First, let’s look at how the painting is “organised”.

I used two horisontal lines to separate it into “zones”. We have the foreground of an empty field, the middle ground with two harvesters (I additionally split it into the harvested strip of wheat and the harvesters themselves) and the far ground with a train and the skyline of Arles.

We don’t see much in the yellow square of the foreground. That is, at first glance.

In the mid ground we have a yellow strip. Yellow colour is the brightest and the fastest to catch the eye. Thanks to this, our eye is first drawn there, to this yellow strip. The eye almost “runs” up there through the mown field taking our body with it.

The strip is shaped as a wedge, adding further direction to the eye. It makes us feel that the harvesters are moving to the right, in the direction opposite the train.

Then, the third part gives us a distant town. You’d think a very different palette was used for that part of the painting.

So, what do we have now?

A mown field with a big hay/wheat stack in the corner. A strip of wheat whose life expectancy is about 30 minutes because the farmers seem to be very intent on finishing their job today: trains, sunsets, romantic skyline views would not distract them. And a romantic skyline of a beatiful town, which is almost cut off from us by the train.

Oh, there are some factories on the left side. It is very good that you noticed them. Most romantic people never do.

Now that we know what was painted, let’s study the dynamics of the picture: what and where is moving, going, walking, or running and which directions Van Gogh wanted our eye to follow:

In mid and far ground the movement is horizontal. Wind goes left to right (as illustrated by the smoke). The farmers go left to right and almost collide with the train speeding to the left.

In the foreground the brushstrokes and the stacks help the eye to move upwards.

Well then. Why did Van Gogh added the foreground, if he wanted our eye to go immediately to the farmers? He could have used that part of the canvas for something else, and he had a dreadful shortage of materials. The painting would look like this:

We would still have the farmers, the industry, the train, the city. We would still have our conflict, contrapunto. The traditional and the new. The farmers and city life. Factories against agriculture. The train is cutting the natural and clean world of farmers from the artificial and dirty world of cities and factories. Almost bucolic and sweet if you don’t mind the factory pipes (and, in fact, many viewers don’t notice them).

WHY DID HE PAINT THE BOTTOM PART OF THE PICTURE IF THERE’S NOTHING THERE?

Because Van Gogh did not want to illustrate the conflict which the viewer would watch effortlessly and without passion.  He wanted the viewer to take an active part in this conflict. He wished the viewer were on the side of the farmers in this conflict.

In fact, the foreground is not empty at all. Van Gogh loved changing flats into post-earthquake landmasses. We know today that many of the hills or uneven fields he painted never existed. In reality they are perfectly flat. Look at the curves Van Gogh created in this yellow square.

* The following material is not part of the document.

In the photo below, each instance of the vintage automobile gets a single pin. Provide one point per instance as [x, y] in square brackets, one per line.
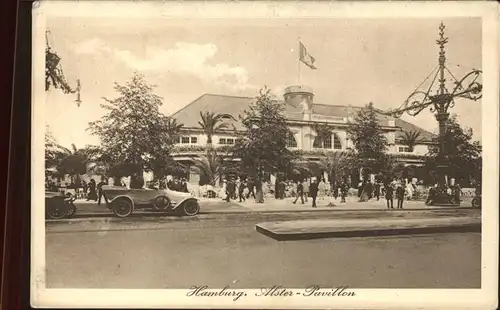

I highlighted just a few of them, for the maze he created is quite confusing. And it is this confusion that makes the eye travel back to the foreground (after it skidded all the way up). The brain wants to sort it out. And then resigns, confounded. That’s why people forget where the steam engine was. The viewer’s brain gets busy with sorting out other things.

But why did Van Gogh want us to come back to the foreground? Because he wanted us to walk, to feel the earth, the land. To feel the stubble under our soles. To linger there, be there, with the farmers. To be on their side, not the train’s or the factories’.

Is this a landscape then? Or a scene of the battle between nature and industry in which Van Gogh wants us to take part on the side of nature? I find it hard to classify this painting. Just as hard as to move away from it.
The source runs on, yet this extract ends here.